Rose, Mike. “Narrowing the Mind and Page: Remedial Writers and Cognitive Reduction” (345).
Whoa! Lots of psychobabble! A lesson in Piaget and other cognitivists.
“Cognitive style, broadly defined, is an “individual’s characteristic and consistent manner of processing and organizing what he [or she] sees and thinks about’ (Harre and Lamb 98)” (347).
“it is not a measure of how much people know or how well they mentally perform a task, but the manner in which they perform, their way of going about solving a problem, their style” (347).
Witkin articulated (or anylitic) vs. global perception:
“At one extreme there is a consistent tendency for experience to be global and diffuse;
The organization of the field as a whole dictates the manner in which its parts are experienced. At the other extreme there is a tendency for experience to be delineated and structured; parts of a field are experienced as discrete and the field as a whole organized” (348).
“field-dependent people are more socially oriented, more responsive to a myriad of information, etc. while field-independent people tend to be individualistic, interested in abstract subject matter and so on” (352).
“We in the West are drawn to the idea of consistency in personality (from Renaissance humors to Jungian types0, and that attraction, I think, compels us to seek out similar, interrelated consistencies in cognition” (552).
“All current theories of cognition that I’m familiar with posit that human beings bring coherence to behavior by abstracting general principles from experiences, by interpreting and structuring what they see and do” (353).
“But attempts to comprehend or generate writing—what is perceived or produced as logical or metaphoric or coherent or textured—involve a stunning range of competencies: from letter recognition to syntactic fluency to an understanding of discourse structure and genre (see, e.g. Gardner and Winner 376-80). And such a range, according toeverything we know, involves the whole brain in ways that defy the broad claims of the hemisphericity theorists (360).
“suffice it to say that a large number of studies has demonstrated that brief training sessions can have dramatic results on performance” (364).
“Much problem-solving and, I suspect, the reasoning involved in the production of most kinds of writing rely not only on abstract logical operations, but, as well, on the rich interplay of visual, auditory, and kinesthetic associations, feelings, metaphor, social perception, the matching of mental representations of past experience with new experience, and so on. And writing as the whole span of rhetorical theory makes clear, is deeply embedded in the particulars of the human situation” (367).
“The operative verb here is “transformed.” Writing transforms human cognition” (367).

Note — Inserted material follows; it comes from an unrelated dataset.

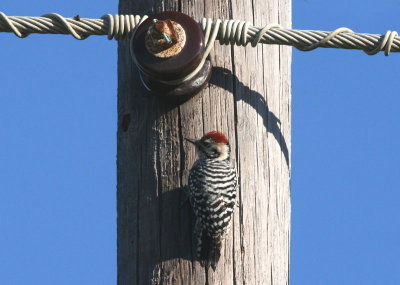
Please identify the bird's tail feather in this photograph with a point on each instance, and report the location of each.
(210, 251)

“But it appears to be historically, culturally, and economically reductive—and politically naïve—to view literacy as embodying an automatic transformational power” (371).
“theories end up leveling rather than elaborating individual differences in cognition. At best, people are placed along slots on a single continuum; at worst they are split into mutually exclusive camps—with one camp clearly having cognitive and social privilege over the other” (276).
“the theories inadvertently reflect cultural stereotypes that should themselves, be the subject of our investigation. At least since Plato, we in the West have separated heart from head, and in one powerful manifestation of that split we contrast rational thought with emotional sensibility, intellectual acuity with social awareness—and we often link the analytical vs. holistic opposition to the polarities” (377).
I wish I had someone to discuss this with!!!!!!